Structures of BG505 SOSIP antigens in complex with polyclonal antibodies targeting C3/V5 (A), N241/N289 glycan hole (B), fusion peptide (C), and N611 glycan epitopes (D). BG505 SOSIP trimers are shown in gray with N-linked glycans in golden yellow. Antibodies are colored using the same scheme as in Figs. 1 and 2. Inferred heavy and light chains for each antibody are represented in different shades and labeled in each panel (HC and LC, respectively). The most relevant epitope/paratope components are indicated in the supporting panels. Surface representation is used for the full immune complex (left side of each panel) while ribbon and stick representations are used for the display of epitope-paratope contacts (right side of each panel). In panel B, sphere representations are used for residues S241 and N289 to improve visibility.

Fig. 4. Structural analysis of non-neutralizing antibody responses.

Structures of BG505 SOSIP antigens in complex with polyclonal antibodies targeting gp120–gp120 interface (A, B) and base epitopes (C). BG505 SOSIP trimers are shown in gray with N-linked glycans in golden yellow. Antibodies are colored using the same scheme as in Figs. 1 and 2. Inferred heavy and light chains for each antibody are represented in different colors and labeled in each panel (HC and LC, respectively). The most relevant epitope/paratope components are indicated in the panels. Surface representation is used for the full immune complex (left side of each panel). Trimer residues in direct contact with the antibodies are colored blue (ribbon and stick representation). Engineered stabilizing residues are represented as sticks and colored orange. EM Map is displayed as transparent light gray surfaces in panels (A) and (B).

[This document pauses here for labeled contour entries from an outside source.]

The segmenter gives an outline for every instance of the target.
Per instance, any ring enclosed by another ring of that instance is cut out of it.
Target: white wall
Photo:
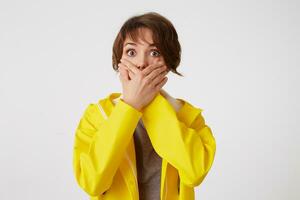
[[[121,90],[112,43],[146,11],[183,49],[185,77],[164,89],[201,107],[216,137],[196,199],[300,199],[300,3],[283,0],[1,1],[0,199],[88,199],[74,131],[87,104]]]

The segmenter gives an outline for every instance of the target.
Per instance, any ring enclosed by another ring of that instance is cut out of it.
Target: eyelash
[[[127,49],[126,50],[126,55],[128,55],[128,52],[129,51],[131,51],[131,50],[134,50],[134,49]],[[158,51],[158,50],[156,50],[156,49],[151,49],[151,51],[156,51],[157,53],[158,53],[158,55],[157,56],[154,56],[154,57],[159,57],[160,56],[160,52]],[[129,56],[129,55],[128,55]],[[130,56],[131,57],[131,56]]]

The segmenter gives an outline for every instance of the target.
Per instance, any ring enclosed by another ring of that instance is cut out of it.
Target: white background
[[[199,200],[300,199],[299,1],[1,1],[0,199],[88,199],[72,171],[89,103],[120,92],[122,23],[156,11],[182,45],[164,86],[217,142]]]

Fig. 5. Design and characterization of the nanoparticle immunogen.

A Models of the two antigen-bearing components (left) and BG505 SOSIP-T33-31 nanoparticle (right). B CryoEM analysis of the designed BG505 SOSIP-T33-31 nanoparticle. Representative raw micrograph and sample 2D class-averages of imaged particles are shown in the top left corner. The scale bar in the micrograph is 100 nm. Low-pass filtered map of the entire nanoparticle is shown in the top right corner (orange—T33-31A; blue—T33-31B; light gray—BG505 SOSIP (A); dark gray—BG505 SOSIP (B)). Final maps and relaxed models from subparticle analysis are shown in the middle/bottom panels. Fourier shell correlation (FSC) curves for each subparticle map are presented in the bottom left corner. The cryoEM experiments have been performed once.

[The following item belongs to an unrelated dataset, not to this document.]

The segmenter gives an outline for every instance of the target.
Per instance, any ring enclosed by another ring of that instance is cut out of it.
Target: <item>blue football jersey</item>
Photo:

Fig. 6. Immunization experiments with the octameric BG505 SOSIP-T33-31 nanoparticle.

A Immunization information and schedule. B ELISA binding titers (midpoint) and C neutralizing antibody titers (ID₅₀) for plasma samples collected at time points indicated above each graph. Horizontal lines represent the geometric mean values at each time point (n = 6 animals for week 10 and n = 5 animals for weeks 26 and 38; see Method section for details). ELISA and pseudovirus neutralization experiments were performed in triplicates (n = 3) for each serum sample at every time point and the mean value is plotted. C Composite figures from nsEMPEM analysis of polyclonal responses at weeks 8, 10, 26, and 38. Animal IDs are shown above each dataset. Neutralizing antibody titers for corresponding animals are shown below each composite figure. A color-coding scheme for antibodies targeting different epitope clusters is shown at the bottom. BG505 SOSIP antigen is represented in gray.

Fig. 7. CryoEMPEM analysis of polyclonal antibodies elicited by BG505 SOSIP-T33-31 nanoparticle immunogen.

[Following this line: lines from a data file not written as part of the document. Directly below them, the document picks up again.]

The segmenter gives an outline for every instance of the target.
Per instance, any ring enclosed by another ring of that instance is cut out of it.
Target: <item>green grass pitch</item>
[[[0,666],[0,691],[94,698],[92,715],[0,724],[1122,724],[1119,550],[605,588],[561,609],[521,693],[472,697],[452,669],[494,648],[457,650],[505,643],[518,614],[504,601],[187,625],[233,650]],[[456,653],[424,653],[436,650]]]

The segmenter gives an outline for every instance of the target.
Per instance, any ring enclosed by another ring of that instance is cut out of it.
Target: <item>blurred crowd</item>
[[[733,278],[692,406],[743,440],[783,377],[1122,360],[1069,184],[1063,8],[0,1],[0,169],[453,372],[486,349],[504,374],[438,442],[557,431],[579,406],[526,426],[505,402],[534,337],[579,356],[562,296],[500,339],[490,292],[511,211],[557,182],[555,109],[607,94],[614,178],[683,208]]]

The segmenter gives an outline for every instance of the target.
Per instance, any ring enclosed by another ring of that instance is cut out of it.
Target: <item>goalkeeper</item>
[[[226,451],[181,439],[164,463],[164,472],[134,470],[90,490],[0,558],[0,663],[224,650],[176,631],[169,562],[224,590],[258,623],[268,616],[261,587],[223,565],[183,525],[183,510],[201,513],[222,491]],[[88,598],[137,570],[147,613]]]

A CryoEMPEM analysis of the immune complexes generated using polyclonal Fabs isolated from animal Rh.33172 (week 38 plasma samples). BG505 SOSIP antigen is represented in gray and Fab densities are colored according to the scheme used in Fig. 6. The apparent resolution of each reconstructed map is indicated. B Structures of four V1/V2/V3-targeting pAbs. Models (ribbon representation) and maps (light gray mesh) are shown on the left, and close-up views of each structure with the most relevant epitope/paratope components are indicated (V1 loop—blue, V2 loop—salmon, V3 loop—magenta). Inferred heavy and light chains for each antibody are labeled in each panel and represented in a dark and light green color, respectively.